配達夫はライトを点けたミニバンでやって来た。
「毎度、どうも」と配達夫。
「このスパゲッティーも大評判なんだろ?」と私。
「はい、そりゃもう」
「明日も頼むよ」と私。
「ありがとうございます」
そう言うと配達夫は帰って行った。
●午後十時半:二回目の巡回開始
いつものように非常用出入口よりビルの中へ入り、自動ドアの自動スイッチをOFFに倒した。
次に非常用出入口に内側から鍵を掛ける。
懐中電灯で照らされた闇の通路には、今夜も自分の靴音だけが反響する。
いつもと同じように通路を挟んで左右にある男性と女性のトイレを見回る。問題なし。
さらに奥へ進んで給湯室、そして通路を挟んで左右にある会社のオフィスの鍵を選びドアを開け、中を見回る。問題なし。
もはや各鍵は、一回で探せるようになっていた。
五階まで巡回に来た時、アイラボのドアの前に立ち、鍵を取り出してドアを開ける。
懐中電灯の明かりに照らし出されているのは、いつもと変わらない無機質な感じのするオフィス風景だ。
今夜は蛍光灯のスイッチは入れない。
まだ直っていないからだ。
他には異常なし。
オフィスを出て鍵を掛け、五階の残りのチェック箇所を見廻る。
五階を巡回し終え、チェックシートに記入して西側の階段で一階へと下りて行く。
その時だった。
(ん?)
またトイレの水が流れる音が聞こえる。
だが今回は、四階のようだ。
四階の女子トイレへと向かう。
中を覗くと、一番手前のトイレの水が流れっぱなしになっている。
(またか?)
昨日は五階で今度は四階だ。
(困ったな。

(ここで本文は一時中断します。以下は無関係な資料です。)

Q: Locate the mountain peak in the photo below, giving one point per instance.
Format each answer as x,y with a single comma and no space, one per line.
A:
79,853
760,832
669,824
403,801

また勝手に直ってくれないかな)
そんなことを考えて立ち尽くしていると、ふいに水は止まった。
(ん?)
少しの間、耳を済ませた。
先ほどまで、勢いよく水が流れる音がしていたのに、ピタリと止んでシーンとした静けさになった。
(ふー、また勝手に直ってくれた)
私は水槽タンクに異常がないことを確認すると、女子トイレを出て西側の階段で一階へと下りた。
非常用出入口から外へ出て鍵を掛ける。
時刻は午後十一時二十分である。
きょうも五分遅いが、あのトイレの水の一件が原因だ。
●午後十一時二十分:二回目の巡回終了。異常あり
守衛室へ戻ると、日誌にきょうのことを書き込む。
(①4F女子トイレ、一番手前で水が流れて止まらず。だが勝手に直った)
●午後十一時三十分:シャワー
きょうもいろいろあったが、もう寝よう。